The Main Office Costs Aside from Rent


In addition to wages, you'll need to account for pension contributions, national insurance, and any benefits or bonuses you offer - such as sick leave, paid holidays, maternity leave, etc. For most small businesses, payroll costs represent 20 to 30% of all operating expenses.

Moreover, if you have an external payroll manager or accountant to handle payroll processing costs, their fees will have to be added to your expenses too. The same applies if you hire staff using agencies or recruiters. It's also important to not forget the costs associated with hiring cleaning or janitorial staff.

Business Rates

Business rates are payable by the occupier of commercial premises. This is a recurring expense, with bills issued during the first quarter of the year. These rates are calculated by your city council and reviewed every year. For further information regarding the exact rates that apply to your businesses, it's important to contact your property manager or council directly. Alternatively, you can obtain an estimate of your business rates bill here.

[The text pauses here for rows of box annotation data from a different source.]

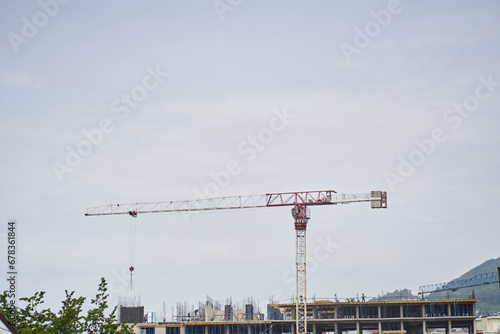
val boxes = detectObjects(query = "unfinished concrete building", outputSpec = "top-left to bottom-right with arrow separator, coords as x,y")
138,298 -> 477,334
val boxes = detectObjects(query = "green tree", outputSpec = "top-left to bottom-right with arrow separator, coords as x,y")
0,278 -> 133,334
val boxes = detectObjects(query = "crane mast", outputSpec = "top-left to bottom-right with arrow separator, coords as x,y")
85,190 -> 387,334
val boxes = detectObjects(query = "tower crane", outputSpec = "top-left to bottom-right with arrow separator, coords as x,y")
85,190 -> 387,334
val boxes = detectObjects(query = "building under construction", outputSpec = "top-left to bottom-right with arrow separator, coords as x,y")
133,296 -> 477,334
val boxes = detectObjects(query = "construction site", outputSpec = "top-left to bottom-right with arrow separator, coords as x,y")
121,296 -> 477,334
86,190 -> 484,334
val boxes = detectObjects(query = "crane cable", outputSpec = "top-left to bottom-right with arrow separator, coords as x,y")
127,216 -> 137,298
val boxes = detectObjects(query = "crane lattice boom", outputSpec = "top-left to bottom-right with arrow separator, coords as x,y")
85,190 -> 387,334
85,190 -> 387,216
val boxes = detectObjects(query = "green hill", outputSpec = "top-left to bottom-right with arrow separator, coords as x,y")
428,258 -> 500,314
371,258 -> 500,314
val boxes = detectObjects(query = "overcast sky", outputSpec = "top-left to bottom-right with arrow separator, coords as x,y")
0,0 -> 500,313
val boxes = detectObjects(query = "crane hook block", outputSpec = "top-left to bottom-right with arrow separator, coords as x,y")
371,190 -> 387,209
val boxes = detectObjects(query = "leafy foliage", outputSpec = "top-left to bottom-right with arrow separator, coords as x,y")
0,278 -> 133,334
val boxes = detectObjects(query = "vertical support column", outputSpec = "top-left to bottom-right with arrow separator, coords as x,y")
292,204 -> 308,334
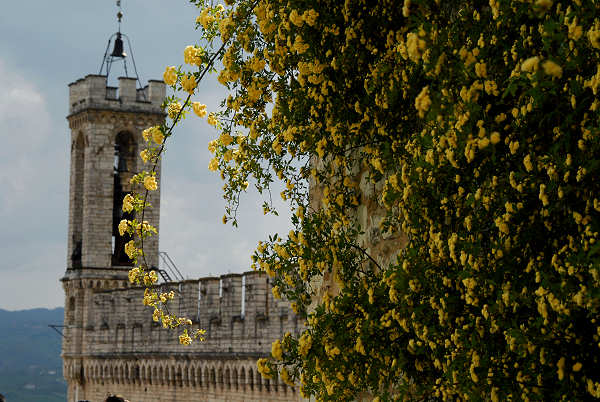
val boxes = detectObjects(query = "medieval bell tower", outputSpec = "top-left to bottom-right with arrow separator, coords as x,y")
61,3 -> 165,402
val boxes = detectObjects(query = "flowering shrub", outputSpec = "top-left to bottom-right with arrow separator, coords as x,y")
124,0 -> 600,401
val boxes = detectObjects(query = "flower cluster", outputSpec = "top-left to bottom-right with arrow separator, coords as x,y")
134,0 -> 600,401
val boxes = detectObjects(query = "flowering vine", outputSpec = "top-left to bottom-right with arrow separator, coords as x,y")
124,0 -> 600,401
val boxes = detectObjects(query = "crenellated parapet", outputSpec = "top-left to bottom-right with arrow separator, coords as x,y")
69,74 -> 165,115
63,272 -> 302,402
79,272 -> 302,355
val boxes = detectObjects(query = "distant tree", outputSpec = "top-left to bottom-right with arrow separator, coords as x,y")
123,0 -> 600,401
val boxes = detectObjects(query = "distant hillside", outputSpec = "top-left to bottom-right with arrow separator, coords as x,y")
0,308 -> 67,402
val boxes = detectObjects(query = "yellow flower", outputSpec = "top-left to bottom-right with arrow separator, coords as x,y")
179,329 -> 192,345
208,158 -> 219,172
181,74 -> 198,95
119,219 -> 129,236
144,176 -> 158,191
128,267 -> 140,283
163,66 -> 177,86
206,113 -> 217,126
192,102 -> 206,118
123,194 -> 134,212
415,86 -> 431,117
151,126 -> 165,145
142,127 -> 152,141
521,56 -> 540,73
271,339 -> 283,360
167,102 -> 182,119
281,367 -> 296,387
140,149 -> 150,163
298,332 -> 312,357
542,60 -> 562,78
183,45 -> 204,66
219,133 -> 233,146
271,286 -> 281,299
208,140 -> 217,154
125,240 -> 137,260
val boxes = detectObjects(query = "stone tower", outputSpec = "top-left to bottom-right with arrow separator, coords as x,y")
62,75 -> 165,402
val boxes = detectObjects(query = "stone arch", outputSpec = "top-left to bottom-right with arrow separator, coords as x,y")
112,131 -> 137,266
196,366 -> 204,387
175,364 -> 186,387
209,366 -> 217,388
169,365 -> 177,385
202,365 -> 210,388
188,365 -> 196,387
231,367 -> 239,391
69,131 -> 86,268
217,367 -> 225,388
248,368 -> 254,391
239,367 -> 246,391
183,363 -> 191,387
252,369 -> 263,391
66,296 -> 76,325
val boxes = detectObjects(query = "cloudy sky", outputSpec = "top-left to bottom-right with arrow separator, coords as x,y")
0,0 -> 288,310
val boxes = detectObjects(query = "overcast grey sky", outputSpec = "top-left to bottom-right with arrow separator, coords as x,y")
0,0 -> 289,310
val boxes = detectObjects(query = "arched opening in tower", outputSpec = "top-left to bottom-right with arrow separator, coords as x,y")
112,131 -> 136,265
71,133 -> 85,268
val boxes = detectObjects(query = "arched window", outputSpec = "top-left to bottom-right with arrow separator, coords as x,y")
66,296 -> 75,325
112,131 -> 136,265
71,133 -> 85,268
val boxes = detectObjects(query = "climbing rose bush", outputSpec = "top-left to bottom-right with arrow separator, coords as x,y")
129,0 -> 600,401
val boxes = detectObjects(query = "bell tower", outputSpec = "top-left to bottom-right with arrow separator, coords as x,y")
61,4 -> 165,402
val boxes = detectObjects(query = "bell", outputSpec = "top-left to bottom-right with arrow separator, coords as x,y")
110,32 -> 127,58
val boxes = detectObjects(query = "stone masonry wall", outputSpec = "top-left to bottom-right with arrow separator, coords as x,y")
63,272 -> 302,402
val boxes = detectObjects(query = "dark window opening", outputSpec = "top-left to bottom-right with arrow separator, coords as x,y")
112,132 -> 136,265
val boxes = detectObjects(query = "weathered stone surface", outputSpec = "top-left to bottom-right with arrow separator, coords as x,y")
62,75 -> 302,402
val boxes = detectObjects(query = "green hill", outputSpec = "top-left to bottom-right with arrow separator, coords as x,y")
0,308 -> 67,402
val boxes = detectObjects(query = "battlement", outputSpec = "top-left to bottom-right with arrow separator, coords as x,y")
63,271 -> 303,356
69,74 -> 166,115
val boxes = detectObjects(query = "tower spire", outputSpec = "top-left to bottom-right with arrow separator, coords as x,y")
98,0 -> 142,98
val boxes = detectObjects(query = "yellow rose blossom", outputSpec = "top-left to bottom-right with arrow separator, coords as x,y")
521,56 -> 540,73
415,86 -> 431,117
208,158 -> 219,172
542,60 -> 562,78
271,339 -> 283,360
119,219 -> 129,236
181,74 -> 198,95
123,194 -> 134,212
144,176 -> 158,191
140,149 -> 150,163
183,45 -> 204,66
151,126 -> 165,145
167,102 -> 182,120
163,66 -> 177,86
192,102 -> 207,118
142,127 -> 152,141
125,240 -> 138,259
219,133 -> 233,146
206,112 -> 217,126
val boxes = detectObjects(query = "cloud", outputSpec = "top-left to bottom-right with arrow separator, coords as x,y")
0,59 -> 68,309
0,60 -> 51,216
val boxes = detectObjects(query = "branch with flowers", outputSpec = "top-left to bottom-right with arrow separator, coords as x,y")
122,0 -> 600,401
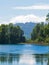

Remember, if you disagree with a property valuation - or you think there's an error in the bill - you'll need to get a reassessment through a chartered surveyor, further adding to your expenses.

Service Charges

Service charges are paid to the office building owner and cover the costs of maintaining common spaces, such as entrance areas, lifts, corridors, etc. This charge also covers repairs to the exterior of the office building (e.g. roofs, walls, pathways, etc.). In some cases, service charges include property management fees and utility bills for common areas.

The actual cost is variable, but it should be specified in the lease document. The contract should also outline how these charges are paid (yearly, monthly, or quarterly). Keep in mind that older buildings may need more maintenance, so charges could be higher even if the lease itself is cheaper.


Here you'll need to account for:
- Basic utilities: water, heating, cooling, lighting, and gas. When it comes to these basic utilities, such as electricity, bear in mind that business rates are different from residential rates and contract terms are longer. It's important to shop around or use a price comparison tool to find out the best deal.

- Communications: landline, mobile phones for exclusive business use, and the internet. The costs vary depending on your supplier, office size, and the number of employees. Modern buildings or those with a BREEAM or LEED certification may come with higher rental fees, but energy bills are lower.

Equipment & Supplies

Office equipment is not a recurring expense, but it still needs to be accounted for. If you're setting up an office for the first time, you'll need to pay for furniture, filing cabinets and storage supplies, photocopiers, printers, scanners, office supplies, branded or promotional items, and computers unless you run a bring-your-own business. Some software licenses must be renewed every year, so add that to your expenses too.


When you become an employer, UK law requires that you have employer's liability cover. Other types of insurance are not mandatory but having them is considered good business practice. Depending on the type of business your run, insurance covering professional indemnity, interruption of business, contents, public liability, company vehicles, and stock may be needed.

Health & Safety

All UK businesses are required to have basic health and safety equipment, such as first aid kits and fire extinguishers. In addition to the cost to purchase, this equipment needs to be maintained or inspected, adding additional costs to your running expenses.